Para finalis mempresentasikan ide bisnis inovatif berbasis AI yang dinilai oleh dewan juri profesional dari kalangan praktisi bisnis dan komunitas teknologi. 

Melalui proses penilaian yang ketat, Tim CTRL ALT Elite dari Universitas Hasanuddin berhasil meraih Juara 1 BIC 2025 dengan inovasi Hydro Transform, solusi desalinasi dan filtrasi air berbasis AI dan Internet of Things (IoT) yang memanfaatkan energi surya untuk membantu mengatasi krisis air bersih di wilayah pesisir Indonesia Timur. 

Inovasi ini dinilai mampu menghadirkan solusi yang relevan, berkelanjutan, dan berdampak nyata bagi masyarakat.
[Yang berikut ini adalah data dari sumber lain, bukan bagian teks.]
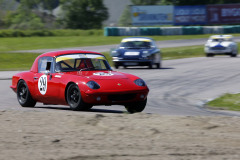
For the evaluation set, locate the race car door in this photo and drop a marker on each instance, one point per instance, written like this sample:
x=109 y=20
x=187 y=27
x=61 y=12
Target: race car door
x=45 y=83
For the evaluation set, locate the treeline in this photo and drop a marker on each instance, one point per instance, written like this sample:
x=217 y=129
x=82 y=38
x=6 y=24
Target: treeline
x=72 y=14
x=39 y=14
x=55 y=32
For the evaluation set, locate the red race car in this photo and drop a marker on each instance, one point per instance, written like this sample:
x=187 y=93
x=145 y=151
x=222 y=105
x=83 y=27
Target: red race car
x=80 y=79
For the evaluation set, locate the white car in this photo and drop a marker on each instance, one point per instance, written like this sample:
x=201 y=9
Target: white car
x=221 y=45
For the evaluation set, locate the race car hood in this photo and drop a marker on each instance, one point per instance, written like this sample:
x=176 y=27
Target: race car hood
x=133 y=52
x=103 y=75
x=219 y=44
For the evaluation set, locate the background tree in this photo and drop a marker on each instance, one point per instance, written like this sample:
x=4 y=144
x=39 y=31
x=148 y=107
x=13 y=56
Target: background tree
x=24 y=17
x=84 y=14
x=197 y=2
x=125 y=19
x=145 y=2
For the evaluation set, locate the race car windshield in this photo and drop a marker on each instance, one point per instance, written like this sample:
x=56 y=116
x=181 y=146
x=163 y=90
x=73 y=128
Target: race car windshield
x=81 y=62
x=135 y=44
x=221 y=39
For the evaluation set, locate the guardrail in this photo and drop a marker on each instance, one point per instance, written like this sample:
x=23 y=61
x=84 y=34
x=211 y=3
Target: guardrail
x=154 y=31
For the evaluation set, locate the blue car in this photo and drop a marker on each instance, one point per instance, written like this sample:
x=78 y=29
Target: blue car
x=137 y=51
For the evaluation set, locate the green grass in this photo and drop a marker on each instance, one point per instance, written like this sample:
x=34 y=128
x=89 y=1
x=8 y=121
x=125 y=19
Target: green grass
x=16 y=61
x=23 y=61
x=29 y=43
x=226 y=102
x=182 y=52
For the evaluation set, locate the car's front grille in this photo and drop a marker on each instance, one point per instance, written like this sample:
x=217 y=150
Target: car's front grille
x=121 y=97
x=218 y=48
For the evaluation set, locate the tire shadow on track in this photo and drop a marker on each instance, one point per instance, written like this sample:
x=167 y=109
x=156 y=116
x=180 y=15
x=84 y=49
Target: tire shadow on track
x=91 y=110
x=138 y=68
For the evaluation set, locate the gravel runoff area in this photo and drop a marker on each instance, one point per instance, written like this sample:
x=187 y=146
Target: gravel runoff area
x=68 y=135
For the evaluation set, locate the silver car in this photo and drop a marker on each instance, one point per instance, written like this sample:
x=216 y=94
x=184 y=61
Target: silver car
x=221 y=45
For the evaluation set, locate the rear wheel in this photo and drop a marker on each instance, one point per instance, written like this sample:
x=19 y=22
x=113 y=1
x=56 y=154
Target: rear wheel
x=136 y=107
x=24 y=96
x=158 y=65
x=116 y=66
x=74 y=99
x=150 y=65
x=209 y=55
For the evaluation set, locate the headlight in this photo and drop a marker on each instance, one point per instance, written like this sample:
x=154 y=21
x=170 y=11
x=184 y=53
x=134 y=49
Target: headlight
x=145 y=53
x=140 y=82
x=114 y=53
x=93 y=85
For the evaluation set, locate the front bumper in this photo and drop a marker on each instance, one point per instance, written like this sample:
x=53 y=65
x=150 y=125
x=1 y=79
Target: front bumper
x=214 y=51
x=114 y=98
x=124 y=62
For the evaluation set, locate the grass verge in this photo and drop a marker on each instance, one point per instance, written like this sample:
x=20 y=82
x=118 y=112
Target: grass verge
x=30 y=43
x=16 y=61
x=23 y=61
x=226 y=102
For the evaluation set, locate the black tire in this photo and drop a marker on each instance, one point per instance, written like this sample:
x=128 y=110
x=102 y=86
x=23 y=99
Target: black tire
x=74 y=99
x=136 y=107
x=150 y=65
x=209 y=55
x=24 y=96
x=158 y=65
x=116 y=66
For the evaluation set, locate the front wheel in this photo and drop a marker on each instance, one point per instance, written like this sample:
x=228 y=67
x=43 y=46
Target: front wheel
x=24 y=96
x=158 y=65
x=136 y=107
x=74 y=99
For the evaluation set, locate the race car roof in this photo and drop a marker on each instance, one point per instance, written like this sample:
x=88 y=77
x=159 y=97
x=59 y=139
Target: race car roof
x=63 y=52
x=58 y=53
x=145 y=39
x=221 y=37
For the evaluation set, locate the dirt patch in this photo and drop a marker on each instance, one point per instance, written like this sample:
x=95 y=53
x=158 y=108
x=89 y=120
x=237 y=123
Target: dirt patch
x=92 y=136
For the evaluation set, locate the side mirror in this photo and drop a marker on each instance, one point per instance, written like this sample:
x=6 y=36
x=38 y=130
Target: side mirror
x=47 y=72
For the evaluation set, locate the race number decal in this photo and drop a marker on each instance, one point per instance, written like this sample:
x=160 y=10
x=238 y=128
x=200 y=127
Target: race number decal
x=42 y=84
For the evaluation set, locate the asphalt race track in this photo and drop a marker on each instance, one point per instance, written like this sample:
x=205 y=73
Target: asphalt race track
x=106 y=48
x=179 y=88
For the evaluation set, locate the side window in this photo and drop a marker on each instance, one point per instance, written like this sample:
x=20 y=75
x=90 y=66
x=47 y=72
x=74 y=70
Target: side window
x=44 y=64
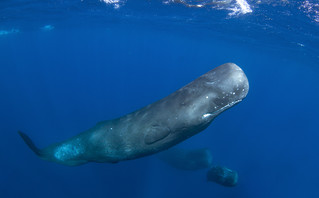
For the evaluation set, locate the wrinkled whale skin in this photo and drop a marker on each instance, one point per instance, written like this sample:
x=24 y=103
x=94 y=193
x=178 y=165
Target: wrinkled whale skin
x=157 y=126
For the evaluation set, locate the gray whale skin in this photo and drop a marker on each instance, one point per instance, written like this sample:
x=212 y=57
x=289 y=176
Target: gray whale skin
x=157 y=126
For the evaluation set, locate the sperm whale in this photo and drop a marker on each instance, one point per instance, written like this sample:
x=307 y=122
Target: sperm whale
x=155 y=127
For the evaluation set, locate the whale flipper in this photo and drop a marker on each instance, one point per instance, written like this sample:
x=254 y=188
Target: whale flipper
x=30 y=143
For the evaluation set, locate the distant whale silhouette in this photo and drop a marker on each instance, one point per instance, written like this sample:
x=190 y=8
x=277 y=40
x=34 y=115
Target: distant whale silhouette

Melalui penyelenggaraan Business Idea Competition 2025, Telkom Regional 5 menegaskan komitmennya untuk terus mendorong generasi muda, perguruan tinggi, dan pelaku usaha agar berinovasi dan beradaptasi dengan teknologi AI, guna menciptakan solusi bisnis berkelanjutan yang memberikan manfaat nyata bagi masyarakat dan memperkuat ekosistem digital di Kawasan Timur Indonesia.